Вдалеке в окнах домов разливался мягкий теплый свет. Там жили люди: ужинали или пили чай, смотрели телевизор или разговаривали. А она, Лялька, сидела на холодных, покрытых снегом ступеньках фельдшерского пункта и рожала.
Опять отпустило… Лялька стянула шаль с головы и вдруг вспомнила, что Егор Николаевич всегда оставлял ключ здесь – в металлическом почтовом ящике на двери. Лялька вскочила, нащупала рукой ключ, открыла дверь, и знакомый запах обдал ее лицо.
– Спасибо! Спасибо, Егор Николаевич, – сказала она вслух.
Нащупала выключатель, скинула пальто. Домик ожил. Лялька сбросила сапоги и увидела под шкафом свои летние медицинские туфли.
– Вот я и дома, – улыбнулась она.
И вдруг из нее ручьем полилась вода. Она лилась и лилась, словно в ней, в Ляльке, кто-то открыл кран. Добравшись до кушетки, Лялька стянула с себя колготки и белье. Подошла к стеклянному шкафу, где хранились инструменты. «Спирт, ножницы, зажим…» – проговаривала она.
И опять эта боль! Оля чуть не свалила шкаф, присела на корточки и почувствовала, как что-то мягкое уперлось ей в кость. Лялька непроизвольно потужилась, потом еще – и на пол выпал плод. Маленький, синего цвета. И пуповина длинная-длинная – бесконечно длинная пуповина.
Безумными глазами глядя на свои руки, Лялька перерезала ее и, как смогла, завязала. Потом перевернула ребенка на живот и похлопала его по спине. Он зашевелился и затряс крохотными ручками. И она услышала его крик. Даже не крик, а визг – тоненький и дребезжащий, словно поросячий. Плацента выпала следом. Лялька осмотрела ее как медик: долго и внимательно. Боль куда-то исчезла – так же мгновенно, как и появилась.
Тут Лялька опомнилась, что ребенок лежит рядом. Просто притих и трясет кулачками, как бы грозя ей: «А ну!» Лялька стянула с кушетки целлофан и завернула ребенка в него. «Меня никто не видел, и никто не знает, куда я поехала. Дойду до станции, выкину в бак – и уеду назад». Мысли путались, одна перебивала другую, и казалось, что все происходит не здесь, не сейчас и не с ней.
Ребенок в целлофане отогрелся, стал открывать ротик и попискивать. Лялька вспомнила карпа, которого приносил Олег. Карпа в целлофановом пакете – она еще не могла его убить и положила в морозилку. И сейчас то же самое готова сделать со своим ребенком…
Дрожащими руками развернула клеенку. В голове был хаос, в глазах – ужас. Она закутала крохотное тельце в шаль и положила на кушетку. Сама присела рядом и стала на него смотреть. Маленький сморщенный комочек. Крошечные ручки и ножки.
Ребенок затих и заснул. Лялька пыталась услышать себя, поймать свои чувства, но словно окаменела. У нее не было никаких чувств, кроме брезгливости, страха и отвращения. А еще лучше, чтобы все это было сном. Лялька разрыдалась в голос, а затем встала. Как ни странно, откуда-то взялись силы. Включила маленькую электрическую переносную плиту и поставила чайник. Затем обмылась и прибралась. Переоделась. Делала все медленно, но верно. Грязные вещи сложила в тот самый целлофан и завернула узлом.
Ребенок спал. Лялька взяла сумку, плотно прикрыла дверь и вышла. Свежий морозец охладил лицо. Оля медленно побрела к станции. В фельдшерском пункте, оставшемся за спиной, горел свет, а на кушетке спал крохотный мальчик, завернутый в голубую шаль.

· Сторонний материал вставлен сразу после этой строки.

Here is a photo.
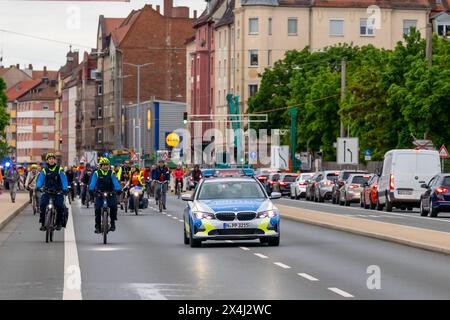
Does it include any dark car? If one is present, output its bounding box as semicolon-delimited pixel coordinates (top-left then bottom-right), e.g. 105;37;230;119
420;173;450;218
267;173;281;194
360;174;380;210
275;173;298;195
305;171;323;201
331;170;367;204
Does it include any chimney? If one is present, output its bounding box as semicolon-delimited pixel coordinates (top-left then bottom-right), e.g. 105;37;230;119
164;0;173;18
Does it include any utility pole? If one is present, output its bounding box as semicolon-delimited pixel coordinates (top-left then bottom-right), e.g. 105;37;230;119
426;22;433;68
340;58;347;138
124;62;153;165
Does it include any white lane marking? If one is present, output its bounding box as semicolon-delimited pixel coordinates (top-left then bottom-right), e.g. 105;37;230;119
297;273;319;281
273;262;291;269
63;203;83;300
328;288;354;298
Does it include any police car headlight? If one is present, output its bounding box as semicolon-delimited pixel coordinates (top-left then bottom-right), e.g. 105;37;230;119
194;211;216;220
257;210;279;219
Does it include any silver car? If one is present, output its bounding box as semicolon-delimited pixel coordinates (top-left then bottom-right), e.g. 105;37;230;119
291;173;313;199
339;174;373;206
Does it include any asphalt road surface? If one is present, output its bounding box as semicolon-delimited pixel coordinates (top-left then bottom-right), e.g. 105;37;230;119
0;192;450;300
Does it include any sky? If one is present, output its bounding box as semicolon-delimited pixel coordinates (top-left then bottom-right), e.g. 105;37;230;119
0;0;206;70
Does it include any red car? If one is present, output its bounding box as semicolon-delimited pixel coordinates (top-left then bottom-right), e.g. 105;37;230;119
360;175;379;210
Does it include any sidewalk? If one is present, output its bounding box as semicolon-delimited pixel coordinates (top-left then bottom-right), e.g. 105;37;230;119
0;190;30;230
276;204;450;255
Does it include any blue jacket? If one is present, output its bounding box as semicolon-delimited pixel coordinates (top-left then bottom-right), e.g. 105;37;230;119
36;167;68;191
152;166;170;181
89;169;122;191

Лялька села в пустой вагон электрички и заснула. Это все сон. Сон…
Глава 3
Ашот любил вставать рано, пока его многочисленная шумная семья спала. Он с наслаждением варил себе крепкий кофе, листал газету или журнал, закуривал сигарету и наслаждался ти-ши-ной. Это был его час. Только его.
Он очень быстро пройдет – и понесется: вопли, крики, сборы в школу, толкотня у туалета, споры детей, ворчание жены – все как обычно. А он, Ашот, будет терпеливо ждать всех у двери. Потому что развозил детей только он.
Два мальчика и две девочки – все сложилось так, как они с женой мечтали. И вот – Сюзанна, Рузанна, Артур и Жорик. Его продолжение, его смысл, его жизнь. Все для них и во имя них.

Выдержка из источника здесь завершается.